Obesity and diabetes could lead to Alzheimer’s by slowly wearing down the liver, researchers have suggested.
Previous trials have suggested obesity and diabetes are harmful to vessels that carry blood to and from the brain, harming mental function.
But a new study has blamed reduced levels of lipids created in the liver, which are considered integral to cell membranes in the brain.
Plasmalogens, created in the liver and dispersed through the blood in the form of cholesterol-transporting lipoproteins, gradually reduce with age.
Researchers at the University of Pennsylvania and the Veterans Affairs Medical Center warned obesity and diabetes can lower the numbers of plasmalogens.
Dr Mitchel Kling, study author, warned the liver has to work harder in overweight people and diabetics to break down fatty acids over time.

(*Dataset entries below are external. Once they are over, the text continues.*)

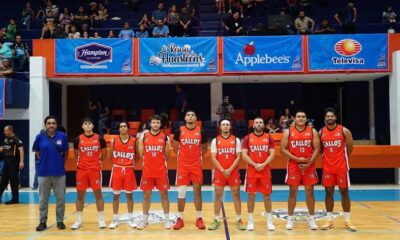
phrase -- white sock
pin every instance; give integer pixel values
(347, 216)
(250, 217)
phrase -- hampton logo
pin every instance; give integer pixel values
(174, 56)
(301, 214)
(249, 59)
(348, 49)
(93, 53)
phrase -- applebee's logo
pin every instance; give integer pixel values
(250, 59)
(93, 53)
(347, 49)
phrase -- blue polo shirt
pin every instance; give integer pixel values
(51, 162)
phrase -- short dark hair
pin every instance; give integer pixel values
(50, 117)
(330, 109)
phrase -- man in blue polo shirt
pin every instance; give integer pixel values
(51, 148)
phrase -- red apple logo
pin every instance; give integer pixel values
(249, 49)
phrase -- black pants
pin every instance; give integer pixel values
(10, 174)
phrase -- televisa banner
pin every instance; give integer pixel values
(94, 56)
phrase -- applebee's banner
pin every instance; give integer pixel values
(359, 52)
(178, 55)
(263, 54)
(93, 56)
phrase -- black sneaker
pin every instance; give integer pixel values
(41, 227)
(60, 225)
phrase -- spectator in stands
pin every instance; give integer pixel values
(66, 19)
(389, 16)
(11, 30)
(27, 15)
(6, 70)
(270, 126)
(185, 22)
(21, 50)
(111, 34)
(127, 32)
(325, 27)
(81, 19)
(304, 24)
(225, 110)
(159, 14)
(233, 25)
(142, 32)
(347, 18)
(173, 21)
(161, 30)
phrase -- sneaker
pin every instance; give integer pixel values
(77, 224)
(214, 225)
(250, 226)
(102, 224)
(240, 225)
(179, 224)
(114, 224)
(349, 226)
(289, 224)
(200, 223)
(312, 224)
(131, 223)
(60, 225)
(327, 225)
(142, 224)
(41, 227)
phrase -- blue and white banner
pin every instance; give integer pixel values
(178, 55)
(360, 52)
(263, 54)
(2, 97)
(93, 56)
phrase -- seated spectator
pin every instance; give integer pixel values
(66, 19)
(127, 32)
(185, 22)
(233, 25)
(81, 19)
(161, 30)
(173, 21)
(11, 30)
(270, 126)
(389, 16)
(347, 18)
(142, 32)
(159, 14)
(304, 24)
(21, 50)
(27, 15)
(6, 70)
(325, 27)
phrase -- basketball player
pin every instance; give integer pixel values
(225, 155)
(90, 149)
(123, 155)
(337, 145)
(189, 145)
(258, 150)
(154, 148)
(300, 144)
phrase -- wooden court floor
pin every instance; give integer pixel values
(375, 220)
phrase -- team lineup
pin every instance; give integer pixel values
(300, 143)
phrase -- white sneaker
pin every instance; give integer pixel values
(167, 224)
(77, 224)
(131, 223)
(312, 224)
(250, 226)
(114, 224)
(289, 224)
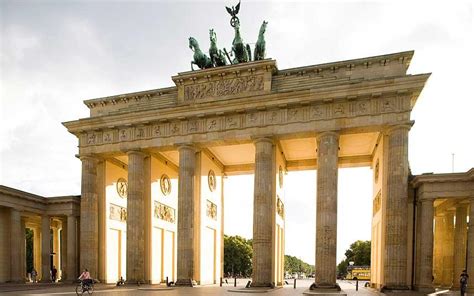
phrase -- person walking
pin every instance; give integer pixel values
(54, 274)
(463, 281)
(34, 273)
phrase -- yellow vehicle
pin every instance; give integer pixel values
(361, 273)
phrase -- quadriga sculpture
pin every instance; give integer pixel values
(216, 55)
(200, 58)
(259, 52)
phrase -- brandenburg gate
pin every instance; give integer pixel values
(153, 164)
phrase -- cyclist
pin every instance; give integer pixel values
(85, 277)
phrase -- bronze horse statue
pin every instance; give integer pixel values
(200, 58)
(259, 52)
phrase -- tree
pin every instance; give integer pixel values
(359, 253)
(237, 256)
(295, 265)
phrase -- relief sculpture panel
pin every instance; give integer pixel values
(225, 87)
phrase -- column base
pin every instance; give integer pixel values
(262, 285)
(395, 288)
(322, 290)
(185, 283)
(424, 289)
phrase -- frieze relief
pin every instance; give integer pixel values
(211, 210)
(257, 118)
(164, 212)
(118, 213)
(225, 87)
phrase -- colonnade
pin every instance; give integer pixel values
(442, 244)
(54, 243)
(264, 264)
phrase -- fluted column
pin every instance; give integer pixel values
(438, 252)
(71, 264)
(63, 249)
(395, 259)
(425, 254)
(89, 243)
(263, 209)
(460, 240)
(448, 250)
(186, 213)
(16, 246)
(45, 249)
(470, 249)
(326, 210)
(136, 217)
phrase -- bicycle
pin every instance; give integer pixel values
(85, 287)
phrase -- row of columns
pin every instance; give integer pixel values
(42, 247)
(441, 266)
(326, 214)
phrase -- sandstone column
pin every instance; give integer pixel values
(45, 249)
(395, 259)
(186, 212)
(16, 246)
(470, 249)
(326, 210)
(425, 253)
(136, 217)
(460, 240)
(71, 248)
(448, 250)
(263, 211)
(438, 252)
(63, 249)
(89, 245)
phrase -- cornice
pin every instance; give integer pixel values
(443, 178)
(373, 88)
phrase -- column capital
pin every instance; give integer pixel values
(393, 128)
(334, 133)
(136, 152)
(268, 139)
(187, 146)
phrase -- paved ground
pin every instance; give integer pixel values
(144, 290)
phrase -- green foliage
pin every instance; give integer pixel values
(237, 256)
(359, 253)
(29, 249)
(293, 264)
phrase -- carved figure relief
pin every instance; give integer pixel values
(211, 180)
(122, 187)
(376, 171)
(107, 137)
(157, 130)
(91, 139)
(165, 184)
(211, 210)
(139, 133)
(218, 88)
(118, 213)
(376, 204)
(280, 176)
(164, 212)
(280, 208)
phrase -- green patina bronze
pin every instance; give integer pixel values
(217, 56)
(200, 59)
(240, 51)
(259, 52)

“This could lead to the eventual destruction of the peroxisomes that create plasmalogens which thus, increases the risk of Alzheimer’s,” he explained.

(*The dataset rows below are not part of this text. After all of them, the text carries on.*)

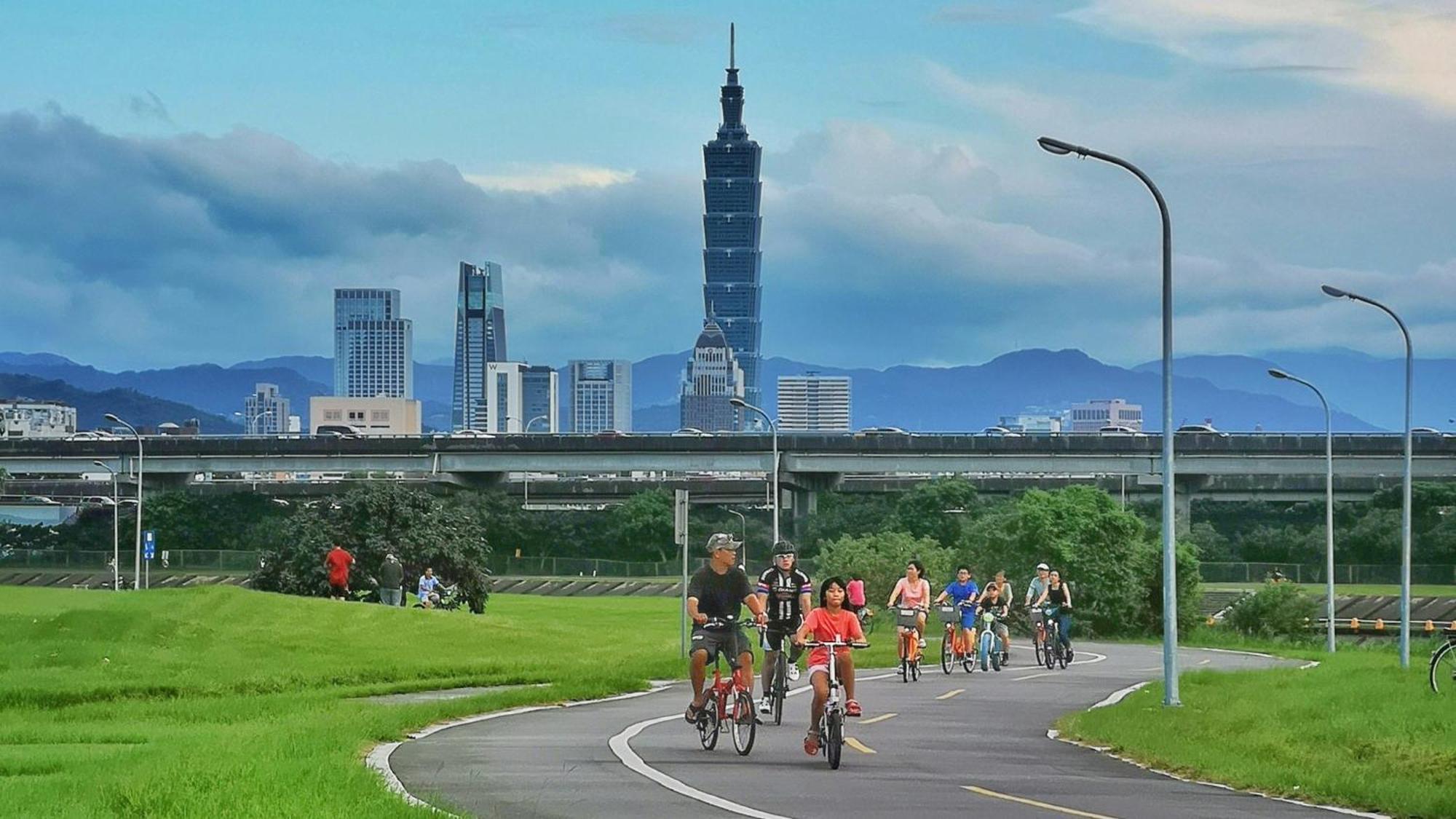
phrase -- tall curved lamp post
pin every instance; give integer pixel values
(743, 404)
(141, 465)
(1406, 499)
(1330, 512)
(1170, 558)
(116, 528)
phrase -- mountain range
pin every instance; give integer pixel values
(1233, 391)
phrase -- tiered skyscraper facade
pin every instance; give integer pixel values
(480, 341)
(732, 225)
(373, 346)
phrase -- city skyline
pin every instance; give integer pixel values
(1295, 149)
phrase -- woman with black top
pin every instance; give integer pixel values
(1059, 596)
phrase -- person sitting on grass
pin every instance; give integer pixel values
(831, 622)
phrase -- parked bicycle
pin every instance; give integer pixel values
(906, 621)
(956, 649)
(832, 724)
(727, 701)
(1055, 654)
(1444, 663)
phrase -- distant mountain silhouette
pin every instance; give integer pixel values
(1359, 384)
(129, 404)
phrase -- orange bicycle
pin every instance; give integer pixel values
(956, 650)
(908, 622)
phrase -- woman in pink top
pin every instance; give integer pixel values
(914, 592)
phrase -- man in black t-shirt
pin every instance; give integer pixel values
(786, 590)
(716, 593)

The findings, unveiled at the Alzheimer’s Association International Conference in Chicago and reported by MailOnline, were based on the measurement of several plasmalogens in around 1,650 participants, of which the majority had Alzheimer’s.
The team found lower levels of plasmalogens were linked to higher odds of the volunteers having Alzheimer’s disease.
A similar pattern was seen among participants with mild cognitive impairment, the stage between normal cognitive decline and dementia.